Earlier this year, Sacramento lawmakers passed one of the most craven pieces of legislation the state capital has ever produced. Last week, Gov. Arnold Schwarzenegger signed a bill repealing the erstwhile SB60, which would have allowed illegal immigrants to obtain California driver's licenses. The journey that led state politicians to kill the bill they once embraced has a moral behind it.
Of course, the heavily Democratic Legislature killed the bill because it was highly unpopular (and bound to be overturned in an initiative that would have qualified for the March ballot). The Democrats had completely misread public sentiment on the measure.
Perhaps the Dems bought into their own public-relations spin, which argued that support for Proposition 187 -- the 1994 measure that pledged to deny state benefits to illegal immigrants -- was bad politics, even though 59 percent of voters backed it. Certainly they bought into the far-left argument that there is no difference between legal and illegal immigrants, and that enforcing immigration laws is anti-Latino.
Political consultants warned Democrats that a driver's license bill for illegal immigrants was a "turkey" with the voters in 2002, said Garry South, former political guru to former Gov. Gray Davis, "but they didn't care."
Meanwhile, some Davis aides were so out of touch that they believed Davis' signing of SB60 would deliver them a monolithic Latino vote in the recall election. How bitter it must have been for SB60 supporters to learn that a Los Angeles Times poll found that 38 percent of Latino voters strongly opposed giving a driver's license to an illegal immigrant.
"The intention of the bill was to place valid state identity documents in the hands of illegal immigrants," state Sen. Tom McClintock, R-Thousand Oaks, noted, "and the only purpose of that is to undermine U.S. immigration laws."
Oddly, state voters have shown more respect for immigration laws than state lawmakers.
The worst of it was: Not only did Sacramento politicians pass a bill that offended California voters on principle -- by giving the imprimatur of state documentation to people deliberately breaking federal law -- but they also passed, and Davis signed, the worst possible version of it.
At the time, the bill's author, Sen. Gil Cedillo, D-Los Angeles, touted the measure as an effort to "restore highway safety." But his bill did nothing to increase the petty penalties meted out to those who drive without a license or insurance. It ditched proposals to prevent fraud and keep escaped convicts from obtaining a document that would give them legitimacy. It was bald in its contempt for the legitimate objections to granting licenses to illegal immigrants with serious criminal records.
Sen. Cedillo has told the press that he will work with the governor to produce a compromise measure early next year. Team Arnold countered that "there is no agreement." And there should be no agreement.

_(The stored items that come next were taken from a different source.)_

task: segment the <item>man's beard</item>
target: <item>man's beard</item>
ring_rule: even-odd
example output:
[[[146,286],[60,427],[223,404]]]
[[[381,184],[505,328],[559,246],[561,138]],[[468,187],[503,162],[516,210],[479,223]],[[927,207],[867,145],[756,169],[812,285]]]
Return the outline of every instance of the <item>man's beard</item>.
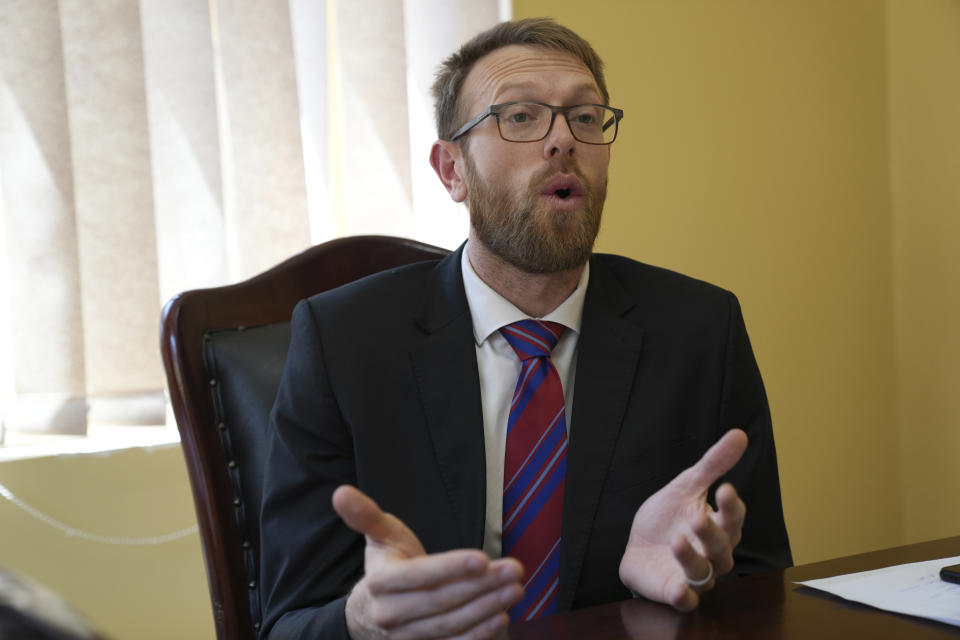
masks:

When pro-illegal immigrant politicians had their chance, their arrogance knew no bounds. They showed no respect for federal law or state voters. Bill supporters only changed their tune when they realized the bill could hurt their precious derrieres.
Said Davis adviser South, "The galling thing to me is that the Democrats in the Legislature tried to ram this thing down the governor's throat in 2002 and (again) at the end of the recall election. And in both cases, (Davis) faced drastic effects, both by vetoing it in 2002 and signing it in 2003."
South is outraged that Cedillo and company only retreated when their careers were at stake and a Republican governor was installed.
Governor, these guys don't deserve a compromise bill. On this issue, they cannot be trusted.